Unlike most who have championed modern art, Gompertz mentions the sceptics' view. He understands that the vulgarity of the art market is off-putting to the public, and accepts that the "price is being driven up by freshly minted bankers and shadowy oligarchs, ambitious provincial towns and tourist-orientated countries wanting to ‘do a Bilbao'". He also understands how tricky it is for contemporary artists to shock the establishment — as, of course, they must — now that they belong to it. Gompertz may know about scepticism, but he has none of it himself. The humility of his tone is a strength of the book; but it comes from real awe at the authorities of Modernism. He needs us to know that "museums are academic institutions full of very clever people", and if they often resort to pretentious jargon it is only because of the stress of having to communicate their subtlest understanding to a "first-time visitor". Fitting Duchamp into a layman's brain is as impossible as pouring the ocean into that sandy ditch.
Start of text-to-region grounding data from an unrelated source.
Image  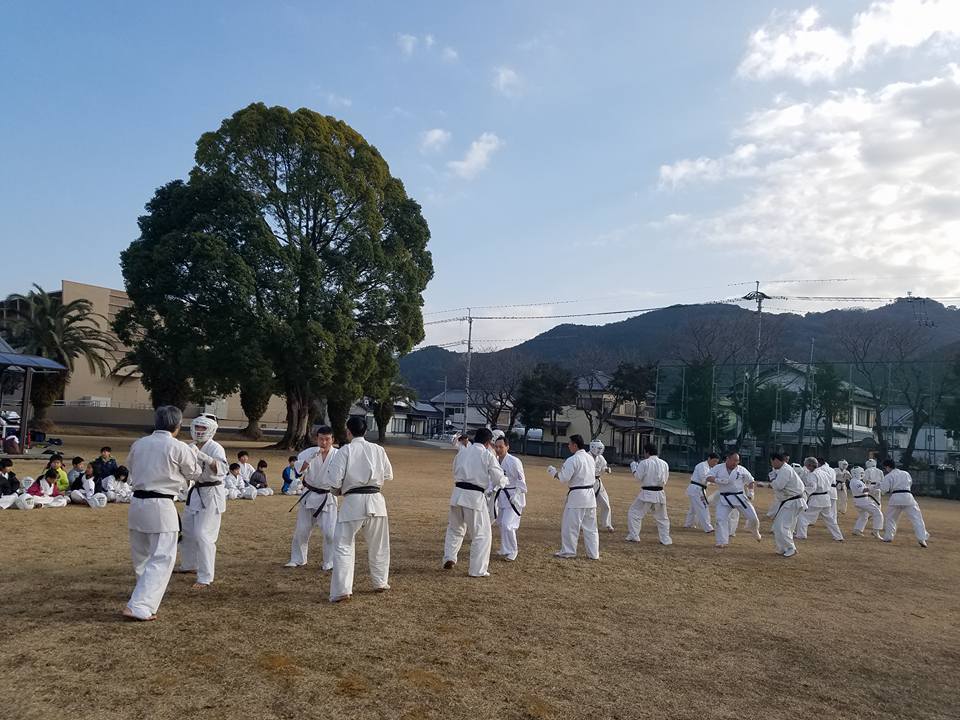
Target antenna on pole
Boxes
[742,280,772,378]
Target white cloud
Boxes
[397,33,418,57]
[739,1,960,84]
[424,34,436,49]
[447,132,503,180]
[492,66,523,97]
[442,46,459,62]
[660,65,960,286]
[326,93,352,109]
[419,128,451,154]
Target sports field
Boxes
[2,434,958,720]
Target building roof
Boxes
[576,371,613,392]
[430,389,468,405]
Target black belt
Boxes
[346,486,381,495]
[289,482,331,515]
[889,489,913,495]
[854,494,881,506]
[642,486,664,491]
[808,491,828,497]
[455,482,485,493]
[567,484,594,494]
[720,491,747,509]
[690,481,707,489]
[132,490,181,541]
[830,483,838,488]
[773,494,804,518]
[186,480,222,509]
[493,487,522,519]
[594,478,604,496]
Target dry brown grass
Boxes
[2,434,958,720]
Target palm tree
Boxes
[1,284,117,428]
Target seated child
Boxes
[67,456,85,488]
[281,456,301,495]
[46,455,70,495]
[0,458,34,509]
[105,465,133,503]
[69,463,108,508]
[250,460,274,496]
[26,469,68,507]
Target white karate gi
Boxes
[849,474,883,535]
[835,466,851,514]
[326,437,393,600]
[864,464,884,507]
[553,450,599,559]
[444,443,506,576]
[822,461,841,523]
[28,478,68,507]
[796,466,844,541]
[684,460,715,532]
[591,452,614,531]
[237,462,258,499]
[880,469,929,545]
[69,475,108,508]
[288,446,339,569]
[769,464,807,556]
[495,453,526,560]
[125,430,211,619]
[626,455,672,544]
[707,463,761,546]
[178,438,227,585]
[223,471,242,499]
[0,473,33,510]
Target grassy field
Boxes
[2,434,958,720]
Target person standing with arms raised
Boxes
[123,406,218,621]
[326,416,393,603]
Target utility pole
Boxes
[462,308,473,435]
[797,337,815,458]
[441,375,448,435]
[742,280,771,380]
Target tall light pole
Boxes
[462,308,473,434]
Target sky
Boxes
[3,0,960,350]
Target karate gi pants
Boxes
[595,481,614,530]
[32,495,67,508]
[127,530,178,619]
[256,487,274,496]
[179,508,222,584]
[837,487,848,514]
[852,502,883,533]
[796,505,844,540]
[715,497,760,546]
[69,491,108,508]
[558,507,600,559]
[495,496,522,560]
[684,494,714,532]
[239,487,257,500]
[329,516,390,600]
[289,501,337,570]
[444,505,492,576]
[0,493,34,510]
[772,500,804,555]
[882,505,928,543]
[626,499,672,544]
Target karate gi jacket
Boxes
[880,469,919,508]
[326,437,392,522]
[451,443,506,510]
[631,456,669,504]
[557,450,597,509]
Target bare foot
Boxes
[191,582,209,590]
[122,607,156,622]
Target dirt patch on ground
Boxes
[2,435,958,719]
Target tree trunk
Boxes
[273,385,310,450]
[872,402,889,460]
[328,397,351,445]
[373,401,393,444]
[239,381,272,441]
[30,372,66,432]
[900,414,926,468]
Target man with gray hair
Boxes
[122,406,219,621]
[795,456,844,542]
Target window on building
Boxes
[856,407,871,427]
[390,418,405,434]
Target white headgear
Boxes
[838,459,848,469]
[589,440,604,455]
[191,414,219,444]
[491,429,505,442]
[865,459,877,469]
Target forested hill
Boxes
[400,298,960,400]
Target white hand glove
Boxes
[605,467,612,475]
[630,461,639,473]
[546,465,557,476]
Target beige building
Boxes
[53,280,288,429]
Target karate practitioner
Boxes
[880,459,929,547]
[849,466,883,538]
[176,415,228,589]
[493,434,526,561]
[235,451,258,499]
[326,416,393,603]
[768,453,806,557]
[685,452,719,532]
[249,460,274,495]
[25,470,68,507]
[281,456,301,495]
[819,457,841,524]
[0,459,33,510]
[864,459,884,507]
[443,427,507,576]
[286,425,338,570]
[626,443,672,545]
[224,463,243,499]
[706,452,762,548]
[795,457,844,541]
[102,465,133,503]
[835,460,851,514]
[548,435,600,560]
[123,406,218,621]
[589,440,615,532]
[69,463,108,508]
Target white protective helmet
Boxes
[865,458,877,469]
[589,439,604,456]
[838,459,848,470]
[491,429,505,443]
[191,414,219,444]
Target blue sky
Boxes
[3,1,960,349]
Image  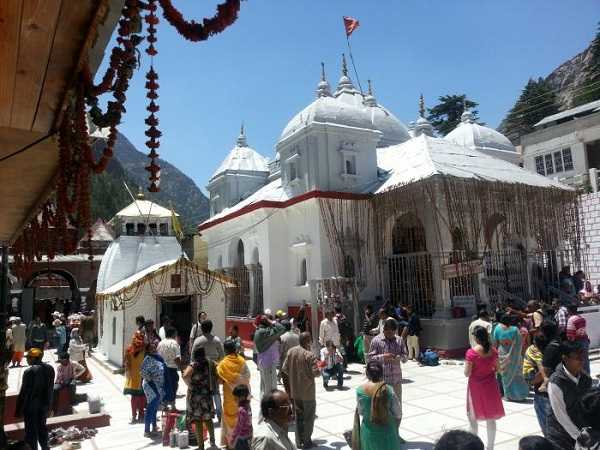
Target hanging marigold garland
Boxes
[158,0,242,42]
[11,0,245,278]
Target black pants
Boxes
[24,408,49,450]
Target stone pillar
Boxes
[247,264,257,316]
[21,288,34,324]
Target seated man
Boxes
[319,340,344,389]
[53,352,85,414]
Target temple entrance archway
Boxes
[386,213,434,316]
[23,269,81,323]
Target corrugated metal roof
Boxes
[535,99,600,127]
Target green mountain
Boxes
[91,132,209,232]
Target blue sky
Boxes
[100,0,599,194]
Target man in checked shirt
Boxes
[368,317,408,425]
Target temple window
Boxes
[345,155,357,175]
[299,258,308,285]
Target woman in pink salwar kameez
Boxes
[465,326,505,450]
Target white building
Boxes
[522,99,600,188]
[96,194,229,366]
[200,58,579,351]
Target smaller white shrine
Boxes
[96,193,231,366]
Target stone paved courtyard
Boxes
[6,353,600,450]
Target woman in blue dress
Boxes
[492,313,529,401]
[141,342,166,437]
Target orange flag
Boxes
[343,16,360,37]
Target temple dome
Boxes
[210,127,269,181]
[280,59,410,148]
[446,109,519,164]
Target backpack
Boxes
[420,349,439,366]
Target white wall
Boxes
[99,265,228,367]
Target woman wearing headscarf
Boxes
[141,341,166,437]
[217,339,251,449]
[124,331,146,423]
[183,346,217,449]
[67,328,92,382]
[356,360,403,450]
[492,313,529,402]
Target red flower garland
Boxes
[145,0,162,192]
[158,0,242,42]
[11,0,247,277]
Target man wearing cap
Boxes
[16,348,55,450]
[253,315,286,416]
[10,317,27,367]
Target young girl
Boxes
[230,384,252,450]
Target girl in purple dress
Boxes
[465,326,505,450]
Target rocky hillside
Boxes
[497,43,593,139]
[91,132,209,232]
[545,45,594,109]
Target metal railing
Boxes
[386,252,435,317]
[223,264,263,317]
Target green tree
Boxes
[427,94,480,136]
[573,22,600,106]
[500,77,559,144]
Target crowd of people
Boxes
[463,298,599,450]
[5,294,600,450]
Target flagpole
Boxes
[345,32,363,95]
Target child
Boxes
[228,325,243,355]
[230,384,252,450]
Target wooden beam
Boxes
[0,127,58,243]
[0,0,23,127]
[32,0,95,132]
[10,0,62,131]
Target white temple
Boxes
[96,193,229,366]
[199,56,576,351]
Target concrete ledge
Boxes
[420,317,471,355]
[90,351,124,374]
[6,411,111,440]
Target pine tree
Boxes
[573,22,600,106]
[501,77,559,144]
[427,94,480,136]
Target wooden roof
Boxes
[0,0,123,243]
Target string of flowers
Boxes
[144,0,162,192]
[11,0,246,278]
[158,0,242,42]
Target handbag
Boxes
[351,407,361,450]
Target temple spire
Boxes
[461,98,474,123]
[335,53,358,97]
[236,123,248,147]
[363,79,377,107]
[415,94,434,137]
[419,93,426,118]
[316,62,332,97]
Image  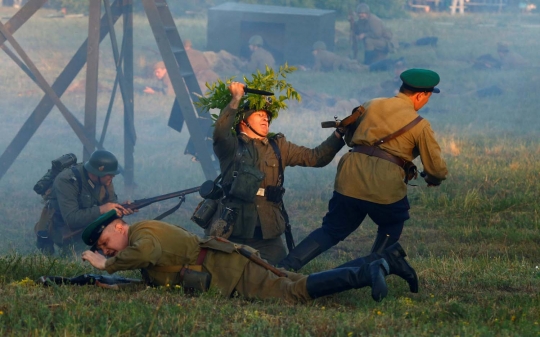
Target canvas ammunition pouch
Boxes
[207,204,238,239]
[229,163,264,202]
[151,248,211,294]
[34,202,55,236]
[265,185,285,203]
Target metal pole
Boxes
[83,0,102,161]
[123,0,136,191]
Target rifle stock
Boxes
[122,186,201,211]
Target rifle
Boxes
[122,186,201,220]
[121,186,200,211]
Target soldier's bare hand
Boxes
[143,86,156,94]
[100,202,128,217]
[228,82,245,100]
[82,250,107,270]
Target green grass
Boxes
[1,6,540,336]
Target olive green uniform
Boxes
[246,48,275,72]
[313,50,366,72]
[211,104,345,264]
[186,48,220,93]
[354,14,392,52]
[336,93,448,203]
[105,220,312,302]
[49,164,117,245]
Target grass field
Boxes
[0,5,539,336]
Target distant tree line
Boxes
[45,0,538,17]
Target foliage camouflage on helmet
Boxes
[195,64,301,129]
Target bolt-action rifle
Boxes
[122,186,201,221]
[121,186,200,211]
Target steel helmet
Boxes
[84,150,121,177]
[248,35,264,46]
[313,41,327,50]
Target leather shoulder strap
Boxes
[373,116,424,146]
[268,138,284,187]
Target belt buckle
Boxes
[256,188,265,197]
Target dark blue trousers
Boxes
[306,191,410,251]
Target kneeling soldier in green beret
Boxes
[81,210,418,303]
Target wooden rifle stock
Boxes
[122,186,201,211]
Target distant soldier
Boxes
[312,41,367,73]
[184,39,219,93]
[38,150,132,254]
[497,42,529,69]
[353,3,394,65]
[246,35,275,72]
[144,61,173,96]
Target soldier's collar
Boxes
[238,133,269,145]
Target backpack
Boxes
[33,153,78,199]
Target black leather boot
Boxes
[277,236,323,271]
[335,242,418,293]
[364,51,376,65]
[36,231,55,255]
[306,259,389,302]
[380,242,418,293]
[370,233,398,254]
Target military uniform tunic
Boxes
[105,221,312,302]
[353,14,392,52]
[210,104,344,263]
[246,48,275,72]
[336,93,448,204]
[49,164,117,244]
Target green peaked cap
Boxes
[400,68,440,93]
[81,210,119,246]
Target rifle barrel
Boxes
[123,186,200,210]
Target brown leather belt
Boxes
[352,145,405,167]
[152,248,208,273]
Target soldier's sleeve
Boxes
[417,123,448,185]
[213,104,238,160]
[280,132,345,168]
[367,17,384,39]
[105,230,162,274]
[53,174,101,230]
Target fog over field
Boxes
[0,6,538,255]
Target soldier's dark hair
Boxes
[399,85,416,96]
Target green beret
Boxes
[400,68,440,93]
[81,210,119,248]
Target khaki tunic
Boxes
[49,164,117,244]
[354,14,392,52]
[246,48,275,72]
[335,93,447,204]
[314,50,366,72]
[211,104,345,239]
[105,221,311,302]
[186,48,220,92]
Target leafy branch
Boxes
[195,64,301,123]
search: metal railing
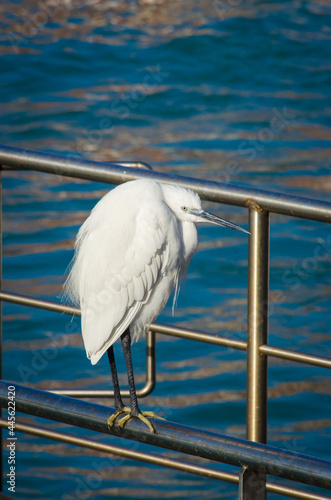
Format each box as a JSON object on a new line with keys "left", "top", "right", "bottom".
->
{"left": 0, "top": 144, "right": 330, "bottom": 500}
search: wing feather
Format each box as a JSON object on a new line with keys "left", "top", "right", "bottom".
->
{"left": 65, "top": 181, "right": 172, "bottom": 365}
{"left": 132, "top": 275, "right": 145, "bottom": 302}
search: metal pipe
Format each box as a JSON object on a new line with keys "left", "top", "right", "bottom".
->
{"left": 0, "top": 419, "right": 329, "bottom": 500}
{"left": 0, "top": 292, "right": 154, "bottom": 398}
{"left": 239, "top": 467, "right": 266, "bottom": 500}
{"left": 267, "top": 483, "right": 331, "bottom": 500}
{"left": 0, "top": 290, "right": 79, "bottom": 316}
{"left": 246, "top": 209, "right": 270, "bottom": 445}
{"left": 54, "top": 331, "right": 156, "bottom": 399}
{"left": 150, "top": 322, "right": 248, "bottom": 350}
{"left": 0, "top": 170, "right": 2, "bottom": 492}
{"left": 0, "top": 145, "right": 330, "bottom": 222}
{"left": 1, "top": 290, "right": 330, "bottom": 371}
{"left": 260, "top": 345, "right": 331, "bottom": 370}
{"left": 0, "top": 418, "right": 234, "bottom": 482}
{"left": 0, "top": 382, "right": 330, "bottom": 490}
{"left": 0, "top": 289, "right": 248, "bottom": 350}
{"left": 138, "top": 330, "right": 156, "bottom": 397}
{"left": 106, "top": 160, "right": 153, "bottom": 171}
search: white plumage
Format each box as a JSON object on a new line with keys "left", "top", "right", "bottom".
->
{"left": 65, "top": 179, "right": 202, "bottom": 364}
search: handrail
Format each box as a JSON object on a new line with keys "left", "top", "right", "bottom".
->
{"left": 0, "top": 418, "right": 236, "bottom": 483}
{"left": 0, "top": 144, "right": 330, "bottom": 221}
{"left": 1, "top": 290, "right": 330, "bottom": 372}
{"left": 1, "top": 145, "right": 331, "bottom": 499}
{"left": 0, "top": 418, "right": 330, "bottom": 500}
{"left": 0, "top": 381, "right": 330, "bottom": 491}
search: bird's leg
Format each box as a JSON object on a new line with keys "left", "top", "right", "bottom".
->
{"left": 107, "top": 345, "right": 124, "bottom": 410}
{"left": 107, "top": 345, "right": 130, "bottom": 428}
{"left": 117, "top": 328, "right": 164, "bottom": 433}
{"left": 121, "top": 329, "right": 140, "bottom": 417}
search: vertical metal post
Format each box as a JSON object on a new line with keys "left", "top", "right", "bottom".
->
{"left": 239, "top": 467, "right": 267, "bottom": 500}
{"left": 135, "top": 330, "right": 156, "bottom": 398}
{"left": 142, "top": 330, "right": 156, "bottom": 395}
{"left": 0, "top": 168, "right": 3, "bottom": 492}
{"left": 242, "top": 208, "right": 269, "bottom": 500}
{"left": 246, "top": 208, "right": 269, "bottom": 443}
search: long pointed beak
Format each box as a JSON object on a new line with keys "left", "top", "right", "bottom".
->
{"left": 198, "top": 210, "right": 250, "bottom": 234}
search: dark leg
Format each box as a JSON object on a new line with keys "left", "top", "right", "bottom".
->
{"left": 121, "top": 329, "right": 140, "bottom": 416}
{"left": 107, "top": 345, "right": 130, "bottom": 428}
{"left": 116, "top": 328, "right": 164, "bottom": 433}
{"left": 107, "top": 345, "right": 124, "bottom": 411}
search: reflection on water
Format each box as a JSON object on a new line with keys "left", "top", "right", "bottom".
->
{"left": 1, "top": 0, "right": 331, "bottom": 499}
Gompertz is totally in thrall to the art world. Of a smashed auction record, he writes: "The price is a testament to the lasting power of Giacometti's expressive sculptures." What could the price have to do with the expressiveness? He believes that Malevich, of the black squares, "is asking a great deal of the viewer". Really? More than Rubens? No. Much less. But we will give Rubens more because he gives us so much more. Gompertz believes and believes, and is upset by anyone "blithely dismissing a revelatory work" because they lack "the courage to believe". There is courage to believing in the significance of a black square, for sure — the black square was one of art's "great seismic moments, to rank alongside the discovery of mathematical perspective[!]... and Duchamp's urinal" — but there is also courage in doubting, especially now. He asked us not to judge art as good or bad, but to leave all that to time; well, time in this sense is only the record of human judgments. Really, he is asking us to leave all the judging to the authorities of Modernism, they who nowadays judge for time. They decide what goes in a museum, and therefore what lasts. They actually ensure that time never has his natural say on Modernism. "Modern art... is not a long-running gag being played by a few insiders on a gullible public." No, often it is the insiders themselves who are the gullible victims.